We got to Boy’s Creek early in the day. It was called that by Inti when we were up at the camp in the mountains. We kept on going along the creek because Marcos told Pombo we’d find a place to cross and he came back to tell us.
The creekbed had loads of deep pools that made it difficult to walk through. You could never be sure of your footing and I was scared I would fall in and get wet through. We started to make a bridge to cross. Pombo fell on one of the bits of wood we were making the bridge with and fell in the water – it was very deep. I felt sorry for him.
Loro told us that the creek got wider upstream, but could be more easily crossed. So we carried on. But then at 6pm news came from Joaquin that we could climb the ridge as there were several suitable paths. Inti isn’t feeling well again. Pombo is still getting over his drowning and I don’t think Ramon is feeling well either.
It was a very difficult day. Everyone seems to be feeling unwell and we spent the whole day climbing difficult ridges. It might be okay if you’re a goat but a man, no. We never got to the top. Joaquin and Pedro were the fittest of all and they went on ahead but came back and said at least three hours of path clearing would be needed to get to the top. Spirits are quite low at present. Ramon says it’s the altitude that is bothering him. It must be because of his asthma but he doesn’t want to take any medicine. I have been carrying a small supply for him but he says its for emergency only and this is not an emergency.
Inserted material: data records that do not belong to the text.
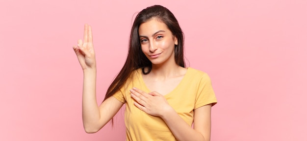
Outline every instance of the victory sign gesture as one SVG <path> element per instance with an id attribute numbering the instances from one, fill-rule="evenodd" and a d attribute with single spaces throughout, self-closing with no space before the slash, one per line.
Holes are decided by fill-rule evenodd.
<path id="1" fill-rule="evenodd" d="M 90 25 L 87 24 L 84 25 L 83 42 L 81 39 L 78 40 L 77 46 L 74 46 L 73 48 L 83 70 L 89 69 L 96 69 L 96 61 L 93 45 L 92 27 Z"/>

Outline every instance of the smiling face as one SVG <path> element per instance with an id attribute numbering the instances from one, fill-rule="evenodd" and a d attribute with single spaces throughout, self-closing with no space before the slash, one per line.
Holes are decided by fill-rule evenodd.
<path id="1" fill-rule="evenodd" d="M 175 61 L 175 46 L 177 38 L 166 24 L 156 18 L 141 24 L 139 37 L 142 51 L 153 65 Z"/>

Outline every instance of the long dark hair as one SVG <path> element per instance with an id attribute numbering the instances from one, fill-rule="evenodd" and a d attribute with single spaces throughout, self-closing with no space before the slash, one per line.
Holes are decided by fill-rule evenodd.
<path id="1" fill-rule="evenodd" d="M 175 57 L 177 65 L 184 68 L 183 58 L 184 37 L 178 21 L 173 13 L 167 8 L 161 5 L 148 7 L 140 12 L 133 22 L 129 43 L 129 50 L 125 65 L 119 73 L 115 77 L 106 91 L 105 100 L 120 90 L 132 72 L 142 68 L 143 74 L 147 74 L 152 70 L 152 63 L 142 51 L 139 37 L 138 29 L 140 25 L 153 18 L 155 18 L 165 24 L 173 35 L 177 38 L 178 44 L 175 45 Z M 145 68 L 148 68 L 145 72 Z"/>

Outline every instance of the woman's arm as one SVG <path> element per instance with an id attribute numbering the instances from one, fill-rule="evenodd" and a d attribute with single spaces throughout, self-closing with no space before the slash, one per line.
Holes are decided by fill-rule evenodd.
<path id="1" fill-rule="evenodd" d="M 96 62 L 92 27 L 84 25 L 84 42 L 78 40 L 73 49 L 83 70 L 82 116 L 87 133 L 98 131 L 117 113 L 123 103 L 111 96 L 99 107 L 96 100 Z"/>
<path id="2" fill-rule="evenodd" d="M 173 109 L 165 112 L 163 119 L 179 141 L 210 141 L 211 104 L 194 110 L 194 129 L 192 129 Z"/>
<path id="3" fill-rule="evenodd" d="M 210 141 L 211 104 L 194 110 L 194 129 L 170 106 L 163 95 L 155 92 L 147 94 L 133 88 L 131 97 L 134 105 L 146 113 L 161 117 L 178 141 Z"/>

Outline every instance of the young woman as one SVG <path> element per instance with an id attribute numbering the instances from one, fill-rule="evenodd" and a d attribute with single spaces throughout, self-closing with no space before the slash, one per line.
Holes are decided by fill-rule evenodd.
<path id="1" fill-rule="evenodd" d="M 183 41 L 168 9 L 143 9 L 132 27 L 126 62 L 98 106 L 92 28 L 85 24 L 83 42 L 73 47 L 83 70 L 85 131 L 99 131 L 126 104 L 127 141 L 210 141 L 216 98 L 206 73 L 185 68 Z"/>

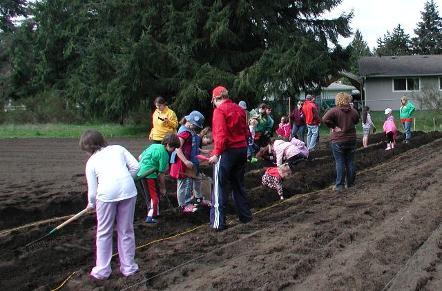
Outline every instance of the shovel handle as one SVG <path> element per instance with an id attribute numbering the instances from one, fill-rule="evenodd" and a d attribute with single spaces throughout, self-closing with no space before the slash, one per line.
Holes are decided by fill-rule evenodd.
<path id="1" fill-rule="evenodd" d="M 188 177 L 189 178 L 192 178 L 192 179 L 195 179 L 195 180 L 202 180 L 202 179 L 200 178 L 199 177 L 193 175 L 193 174 L 186 174 L 186 173 L 182 173 L 181 172 L 178 172 L 178 174 L 184 174 L 186 177 Z"/>
<path id="2" fill-rule="evenodd" d="M 143 179 L 146 178 L 147 176 L 150 175 L 151 174 L 152 174 L 154 172 L 157 171 L 157 170 L 155 168 L 152 168 L 149 170 L 148 170 L 147 171 L 144 172 L 144 173 L 142 173 L 142 174 L 140 174 L 140 176 L 137 176 L 135 178 L 133 178 L 133 181 L 136 182 L 139 181 L 140 180 L 142 180 Z"/>

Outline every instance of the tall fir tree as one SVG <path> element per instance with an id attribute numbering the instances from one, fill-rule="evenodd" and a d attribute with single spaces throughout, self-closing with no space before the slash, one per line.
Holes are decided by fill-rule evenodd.
<path id="1" fill-rule="evenodd" d="M 340 2 L 36 1 L 28 83 L 119 122 L 158 94 L 178 115 L 211 112 L 207 99 L 217 85 L 234 101 L 293 96 L 347 68 L 337 39 L 351 34 L 352 12 L 323 17 Z"/>
<path id="2" fill-rule="evenodd" d="M 433 0 L 427 1 L 421 12 L 422 21 L 417 23 L 412 39 L 413 50 L 416 54 L 442 54 L 442 19 Z"/>
<path id="3" fill-rule="evenodd" d="M 349 71 L 353 74 L 359 74 L 359 66 L 358 59 L 361 57 L 368 57 L 372 55 L 370 49 L 364 41 L 361 30 L 356 30 L 354 33 L 354 38 L 350 43 L 350 65 Z"/>
<path id="4" fill-rule="evenodd" d="M 405 33 L 401 26 L 393 30 L 393 33 L 387 31 L 383 39 L 378 38 L 378 46 L 374 53 L 378 56 L 400 56 L 412 54 L 410 34 Z"/>
<path id="5" fill-rule="evenodd" d="M 14 17 L 27 15 L 26 0 L 1 0 L 0 2 L 0 32 L 11 32 L 15 26 Z"/>

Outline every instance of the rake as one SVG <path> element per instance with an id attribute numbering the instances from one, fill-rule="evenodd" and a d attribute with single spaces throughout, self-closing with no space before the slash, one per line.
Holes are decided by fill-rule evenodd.
<path id="1" fill-rule="evenodd" d="M 135 182 L 137 182 L 140 180 L 142 180 L 142 179 L 146 177 L 149 174 L 152 174 L 153 172 L 154 172 L 156 170 L 157 170 L 157 169 L 155 169 L 155 168 L 150 169 L 150 170 L 144 172 L 140 176 L 137 176 L 136 177 L 135 177 L 134 178 L 134 181 Z M 46 239 L 49 236 L 50 236 L 52 234 L 53 234 L 54 232 L 57 232 L 57 230 L 60 230 L 61 228 L 64 228 L 67 224 L 70 223 L 72 221 L 77 219 L 79 217 L 80 217 L 81 215 L 84 214 L 87 212 L 88 212 L 88 209 L 87 208 L 84 209 L 83 210 L 81 210 L 81 212 L 78 212 L 77 214 L 76 214 L 75 215 L 74 215 L 73 217 L 70 218 L 69 219 L 68 219 L 66 221 L 64 221 L 63 223 L 61 223 L 59 225 L 58 225 L 57 228 L 55 228 L 53 230 L 52 230 L 51 231 L 50 231 L 49 233 L 47 234 L 46 235 L 45 235 L 44 237 L 41 237 L 41 238 L 39 238 L 38 239 L 36 239 L 35 241 L 32 241 L 32 243 L 28 243 L 26 245 L 26 251 L 30 252 L 31 250 L 36 250 L 37 248 L 44 248 L 44 247 L 47 246 L 48 245 L 48 241 L 47 241 Z"/>
<path id="2" fill-rule="evenodd" d="M 39 239 L 37 239 L 37 240 L 32 241 L 32 243 L 28 243 L 26 245 L 26 251 L 30 252 L 31 250 L 36 250 L 37 248 L 44 248 L 44 247 L 47 246 L 48 245 L 48 242 L 46 241 L 46 239 L 48 237 L 49 237 L 50 235 L 51 235 L 52 234 L 55 232 L 56 231 L 59 230 L 60 228 L 64 227 L 67 224 L 68 224 L 68 223 L 71 223 L 72 221 L 75 221 L 75 219 L 78 219 L 79 217 L 81 217 L 81 215 L 83 215 L 84 214 L 85 214 L 87 212 L 88 212 L 88 209 L 87 208 L 84 209 L 83 210 L 81 210 L 81 212 L 78 212 L 77 214 L 76 214 L 75 215 L 74 215 L 73 217 L 70 218 L 69 219 L 68 219 L 66 221 L 64 221 L 63 223 L 61 223 L 59 225 L 58 225 L 57 228 L 55 228 L 53 230 L 52 230 L 51 231 L 50 231 L 48 234 L 45 235 L 43 237 L 39 238 Z"/>

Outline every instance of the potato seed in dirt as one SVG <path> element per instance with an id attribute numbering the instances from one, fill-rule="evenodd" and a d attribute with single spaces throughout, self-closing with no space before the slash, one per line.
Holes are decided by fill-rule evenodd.
<path id="1" fill-rule="evenodd" d="M 108 141 L 135 157 L 149 143 Z M 284 181 L 282 201 L 261 185 L 272 165 L 249 163 L 244 183 L 253 220 L 239 223 L 231 204 L 221 232 L 210 231 L 209 208 L 176 215 L 164 199 L 160 221 L 146 223 L 139 194 L 140 270 L 122 277 L 115 256 L 110 277 L 97 282 L 89 277 L 94 213 L 53 234 L 47 247 L 25 248 L 86 205 L 88 157 L 78 140 L 1 139 L 0 289 L 442 290 L 442 134 L 415 132 L 410 143 L 389 151 L 384 134 L 376 134 L 370 146 L 361 148 L 358 137 L 355 187 L 334 191 L 334 160 L 329 141 L 321 139 Z M 211 175 L 211 166 L 202 168 Z M 176 181 L 166 179 L 166 195 L 176 207 Z M 115 241 L 113 248 L 116 253 Z"/>

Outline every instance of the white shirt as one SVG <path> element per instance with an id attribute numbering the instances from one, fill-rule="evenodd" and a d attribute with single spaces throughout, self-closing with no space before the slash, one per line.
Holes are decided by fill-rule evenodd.
<path id="1" fill-rule="evenodd" d="M 139 170 L 135 158 L 121 146 L 95 152 L 86 164 L 89 206 L 95 207 L 95 199 L 114 202 L 136 196 L 133 178 Z"/>

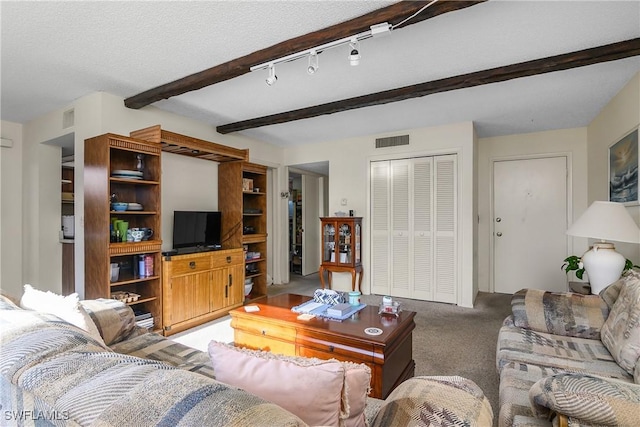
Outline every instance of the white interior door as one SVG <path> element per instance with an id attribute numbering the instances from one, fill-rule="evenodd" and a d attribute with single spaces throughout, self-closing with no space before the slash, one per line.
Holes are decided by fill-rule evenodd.
<path id="1" fill-rule="evenodd" d="M 302 175 L 302 275 L 320 269 L 320 180 Z"/>
<path id="2" fill-rule="evenodd" d="M 567 254 L 567 158 L 493 163 L 494 291 L 561 292 Z"/>

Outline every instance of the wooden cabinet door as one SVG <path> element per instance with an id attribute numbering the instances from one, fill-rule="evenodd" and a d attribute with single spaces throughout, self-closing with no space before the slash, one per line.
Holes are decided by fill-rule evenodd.
<path id="1" fill-rule="evenodd" d="M 171 279 L 171 324 L 193 319 L 210 311 L 209 280 L 208 271 Z"/>
<path id="2" fill-rule="evenodd" d="M 213 270 L 211 311 L 242 304 L 244 301 L 244 266 L 232 265 Z"/>
<path id="3" fill-rule="evenodd" d="M 233 265 L 225 269 L 227 278 L 227 305 L 242 304 L 244 302 L 244 265 Z"/>
<path id="4" fill-rule="evenodd" d="M 226 306 L 227 282 L 225 279 L 226 268 L 211 270 L 211 311 L 216 311 Z"/>

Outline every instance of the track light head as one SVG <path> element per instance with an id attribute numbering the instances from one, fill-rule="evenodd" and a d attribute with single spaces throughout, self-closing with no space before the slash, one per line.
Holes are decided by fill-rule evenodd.
<path id="1" fill-rule="evenodd" d="M 275 65 L 269 65 L 269 76 L 265 80 L 265 82 L 269 86 L 273 86 L 278 81 L 278 76 L 276 76 L 276 67 Z"/>
<path id="2" fill-rule="evenodd" d="M 352 39 L 351 43 L 349 43 L 349 46 L 351 47 L 351 53 L 349 54 L 349 63 L 352 67 L 355 67 L 356 65 L 360 64 L 360 51 L 358 50 L 360 48 L 360 43 L 357 39 Z"/>
<path id="3" fill-rule="evenodd" d="M 320 64 L 318 63 L 318 53 L 315 50 L 312 50 L 309 53 L 309 66 L 307 67 L 307 73 L 314 74 L 320 68 Z"/>

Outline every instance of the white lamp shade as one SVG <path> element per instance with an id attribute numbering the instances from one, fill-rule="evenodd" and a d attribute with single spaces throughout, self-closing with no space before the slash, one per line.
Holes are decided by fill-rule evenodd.
<path id="1" fill-rule="evenodd" d="M 625 206 L 596 201 L 567 230 L 569 236 L 640 243 L 640 229 Z"/>

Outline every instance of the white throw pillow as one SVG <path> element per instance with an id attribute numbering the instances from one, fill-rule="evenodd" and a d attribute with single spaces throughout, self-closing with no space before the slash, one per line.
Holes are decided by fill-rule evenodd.
<path id="1" fill-rule="evenodd" d="M 62 320 L 88 332 L 92 338 L 105 345 L 95 323 L 93 323 L 89 314 L 80 304 L 77 293 L 63 297 L 51 291 L 43 292 L 33 288 L 31 285 L 24 285 L 24 294 L 20 300 L 20 307 L 58 316 Z"/>
<path id="2" fill-rule="evenodd" d="M 279 356 L 211 341 L 216 380 L 281 406 L 310 426 L 343 424 L 345 369 L 337 360 Z"/>

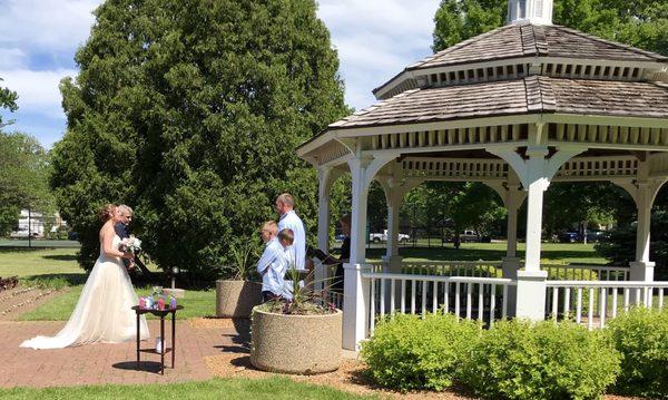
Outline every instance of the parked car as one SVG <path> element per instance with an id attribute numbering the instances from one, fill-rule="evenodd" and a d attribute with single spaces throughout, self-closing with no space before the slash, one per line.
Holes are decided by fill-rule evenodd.
<path id="1" fill-rule="evenodd" d="M 78 241 L 79 240 L 79 233 L 75 232 L 75 231 L 70 231 L 67 233 L 67 240 L 68 241 Z"/>
<path id="2" fill-rule="evenodd" d="M 606 235 L 606 232 L 603 231 L 590 231 L 587 230 L 587 242 L 588 243 L 596 243 L 596 242 L 600 242 L 603 236 Z M 576 242 L 582 242 L 582 237 L 580 236 L 579 232 L 561 232 L 559 235 L 557 235 L 557 237 L 559 238 L 559 242 L 561 243 L 576 243 Z"/>
<path id="3" fill-rule="evenodd" d="M 580 235 L 577 232 L 561 232 L 559 235 L 557 235 L 557 238 L 561 243 L 580 242 Z"/>
<path id="4" fill-rule="evenodd" d="M 464 230 L 459 233 L 460 243 L 490 243 L 492 238 L 490 236 L 483 236 L 475 231 Z M 443 243 L 452 243 L 456 235 L 454 233 L 443 237 Z"/>
<path id="5" fill-rule="evenodd" d="M 410 235 L 406 235 L 405 233 L 399 234 L 399 243 L 405 244 L 410 240 L 411 240 Z M 387 242 L 387 230 L 384 230 L 383 233 L 370 233 L 369 242 L 372 242 L 372 243 Z"/>
<path id="6" fill-rule="evenodd" d="M 32 238 L 39 237 L 38 232 L 28 232 L 28 230 L 13 231 L 12 233 L 9 234 L 9 237 L 11 237 L 11 238 L 28 238 L 28 235 L 30 235 L 30 237 L 32 237 Z"/>

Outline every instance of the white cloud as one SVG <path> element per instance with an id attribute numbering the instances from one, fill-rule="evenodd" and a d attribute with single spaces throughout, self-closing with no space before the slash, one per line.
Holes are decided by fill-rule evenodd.
<path id="1" fill-rule="evenodd" d="M 0 47 L 71 51 L 84 43 L 100 0 L 2 0 Z M 72 51 L 73 56 L 73 51 Z"/>
<path id="2" fill-rule="evenodd" d="M 52 71 L 0 70 L 3 86 L 19 95 L 19 113 L 43 115 L 49 118 L 65 119 L 61 96 L 58 89 L 60 79 L 76 76 L 75 69 Z"/>
<path id="3" fill-rule="evenodd" d="M 16 69 L 26 66 L 26 53 L 17 48 L 0 48 L 0 69 Z"/>
<path id="4" fill-rule="evenodd" d="M 429 56 L 439 0 L 321 0 L 318 17 L 338 50 L 346 103 L 375 103 L 372 90 Z"/>

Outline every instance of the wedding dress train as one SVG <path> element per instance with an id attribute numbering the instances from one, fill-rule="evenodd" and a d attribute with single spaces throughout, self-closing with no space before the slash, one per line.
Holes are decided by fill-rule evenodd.
<path id="1" fill-rule="evenodd" d="M 115 236 L 114 248 L 118 248 L 119 244 L 120 238 Z M 130 308 L 137 303 L 137 294 L 122 261 L 100 252 L 65 328 L 55 336 L 29 339 L 21 343 L 21 348 L 61 349 L 134 340 L 137 316 Z M 144 315 L 140 328 L 141 339 L 147 339 L 148 326 Z"/>

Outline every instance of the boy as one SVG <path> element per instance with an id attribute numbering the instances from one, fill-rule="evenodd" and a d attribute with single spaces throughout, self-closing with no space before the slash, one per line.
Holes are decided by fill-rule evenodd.
<path id="1" fill-rule="evenodd" d="M 289 235 L 284 232 L 285 230 L 281 231 L 278 235 L 276 235 L 276 231 L 278 227 L 273 221 L 267 221 L 262 226 L 265 250 L 257 262 L 257 272 L 262 275 L 262 299 L 265 302 L 289 297 L 284 280 L 288 266 L 285 248 L 292 244 L 294 238 L 291 241 Z"/>

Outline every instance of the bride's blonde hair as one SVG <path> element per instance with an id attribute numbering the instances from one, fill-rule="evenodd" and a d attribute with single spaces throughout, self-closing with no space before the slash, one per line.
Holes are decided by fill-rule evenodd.
<path id="1" fill-rule="evenodd" d="M 98 216 L 100 217 L 101 222 L 107 222 L 114 216 L 115 211 L 116 204 L 105 204 L 98 212 Z"/>

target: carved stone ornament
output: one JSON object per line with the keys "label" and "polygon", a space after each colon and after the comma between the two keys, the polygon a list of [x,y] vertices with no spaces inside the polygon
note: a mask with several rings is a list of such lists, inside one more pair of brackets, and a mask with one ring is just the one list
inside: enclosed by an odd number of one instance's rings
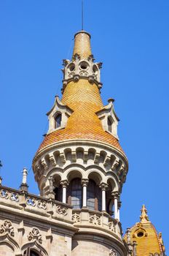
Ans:
{"label": "carved stone ornament", "polygon": [[11,193],[10,200],[12,201],[19,202],[19,195],[15,192]]}
{"label": "carved stone ornament", "polygon": [[109,222],[109,229],[113,231],[113,232],[116,232],[116,226],[113,223],[113,222]]}
{"label": "carved stone ornament", "polygon": [[47,203],[39,200],[37,203],[38,208],[46,210],[47,209]]}
{"label": "carved stone ornament", "polygon": [[2,198],[6,198],[6,199],[9,198],[9,195],[8,195],[7,192],[4,189],[1,189],[0,191],[0,196]]}
{"label": "carved stone ornament", "polygon": [[14,227],[12,227],[12,223],[9,220],[5,220],[4,224],[1,225],[0,234],[2,234],[3,233],[7,233],[11,236],[14,236]]}
{"label": "carved stone ornament", "polygon": [[28,206],[31,206],[34,207],[36,206],[34,198],[31,198],[31,197],[26,198],[26,203]]}
{"label": "carved stone ornament", "polygon": [[111,249],[109,256],[117,256],[117,252],[114,249]]}
{"label": "carved stone ornament", "polygon": [[75,223],[76,222],[80,222],[80,214],[78,214],[76,213],[72,215],[72,220],[73,222],[74,222]]}
{"label": "carved stone ornament", "polygon": [[39,244],[42,243],[42,235],[38,228],[34,227],[28,236],[28,241],[36,240]]}
{"label": "carved stone ornament", "polygon": [[66,216],[68,214],[68,208],[65,206],[57,206],[56,212],[59,214]]}
{"label": "carved stone ornament", "polygon": [[89,218],[89,223],[94,225],[101,225],[101,218],[98,217],[96,214],[90,216]]}

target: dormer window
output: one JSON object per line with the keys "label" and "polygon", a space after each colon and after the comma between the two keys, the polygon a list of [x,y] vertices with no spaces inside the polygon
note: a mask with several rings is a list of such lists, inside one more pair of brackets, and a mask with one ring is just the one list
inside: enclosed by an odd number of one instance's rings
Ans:
{"label": "dormer window", "polygon": [[107,118],[107,125],[109,132],[112,132],[112,120],[110,117],[108,117]]}
{"label": "dormer window", "polygon": [[62,115],[61,114],[58,114],[55,118],[55,129],[59,128],[61,126],[61,121],[62,121]]}

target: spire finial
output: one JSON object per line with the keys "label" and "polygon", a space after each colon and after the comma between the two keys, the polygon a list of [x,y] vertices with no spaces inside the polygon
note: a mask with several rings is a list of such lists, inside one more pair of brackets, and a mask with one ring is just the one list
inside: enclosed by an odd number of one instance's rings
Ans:
{"label": "spire finial", "polygon": [[20,187],[20,190],[28,192],[28,186],[27,184],[28,170],[25,167],[23,169],[23,182]]}
{"label": "spire finial", "polygon": [[83,0],[82,0],[82,30],[83,30],[83,13],[84,13],[84,10],[83,10]]}
{"label": "spire finial", "polygon": [[149,219],[147,215],[147,210],[146,208],[145,205],[143,205],[141,212],[141,214],[140,216],[141,222],[141,223],[149,222]]}

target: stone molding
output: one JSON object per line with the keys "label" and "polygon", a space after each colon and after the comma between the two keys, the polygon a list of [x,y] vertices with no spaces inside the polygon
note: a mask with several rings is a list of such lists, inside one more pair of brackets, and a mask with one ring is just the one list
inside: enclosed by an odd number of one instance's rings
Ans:
{"label": "stone molding", "polygon": [[[79,152],[82,154],[82,156],[79,157]],[[93,154],[92,157],[91,154]],[[60,146],[58,145],[57,148],[52,146],[48,147],[41,154],[39,153],[34,160],[33,170],[41,193],[43,189],[42,184],[44,186],[45,184],[45,187],[50,186],[47,177],[54,175],[54,173],[52,174],[52,170],[58,170],[55,171],[55,173],[60,176],[61,181],[68,180],[66,173],[72,165],[76,165],[77,167],[84,170],[87,170],[90,166],[95,167],[95,170],[100,170],[98,172],[103,176],[101,183],[106,184],[106,176],[109,173],[114,179],[117,188],[119,187],[119,191],[125,181],[127,173],[126,158],[114,148],[113,150],[112,148],[107,148],[99,143],[97,145],[91,142],[82,143],[81,141],[75,144],[71,141],[66,144],[63,143],[60,143]],[[88,177],[84,176],[83,173],[82,179],[86,178],[87,179]]]}

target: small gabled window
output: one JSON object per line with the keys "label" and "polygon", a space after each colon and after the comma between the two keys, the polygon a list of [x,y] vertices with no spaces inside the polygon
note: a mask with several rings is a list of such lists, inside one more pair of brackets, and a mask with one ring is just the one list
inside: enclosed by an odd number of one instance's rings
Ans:
{"label": "small gabled window", "polygon": [[112,132],[112,121],[109,117],[107,118],[107,125],[108,131]]}
{"label": "small gabled window", "polygon": [[55,118],[55,129],[59,128],[61,126],[61,121],[62,121],[62,115],[58,114]]}

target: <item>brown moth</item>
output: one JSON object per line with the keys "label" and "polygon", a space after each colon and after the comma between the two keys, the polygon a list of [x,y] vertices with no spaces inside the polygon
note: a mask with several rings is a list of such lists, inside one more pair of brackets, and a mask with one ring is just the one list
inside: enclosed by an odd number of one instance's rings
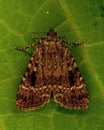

I waited in the camp with Ramon while Marcos, Braulio and Tuma went to clear the path. I was on the radio and took a message which Ramon deciphered. We moved at noon, by which time the sun was so high and fierce it was almost splitting open rocks. I was worried about Ramon. But he wouldn’t stop to take any medicine. He looked ill and faint to me, so I kept close by him. I never thought that I would have this responsibility. If Ramon can get sick it proves that we all can. It’s not about how sick you are, it’s about how well you deal with being sick and keeping on going. Ramon leads us by example but the higher we got the more I could see he was suffering.
I spoke to Pombo, telling him of my concerns for Ramon. He got Ramon to agree that we would go down a bit, and as the altitude reduced, so he seemed to get a bit more life in him. But on our way down we heard a bit of an argument. Marcos was telling someone (I didn’t see who) to go to hell. Ramon looked fierce. He doesn’t like this kind of indiscipline.
The creek bed is dry. The path clearing is hard work. It rained at two o’clock and for the first time I was happy to see rain because we could fill up our bottles. Then we came across a small pool in the creek and we fell on it like hungry beasts, drinking our fill and filling up our canteens. We made camp at ground level. Ramon is looking a bit better. Marcos who has been scouting up front came to tell us that the river is only a couple of kilometers away but that it’s a poor path, very marshy, to get there. We’re not going today. I spent the evening reading until the light completely went.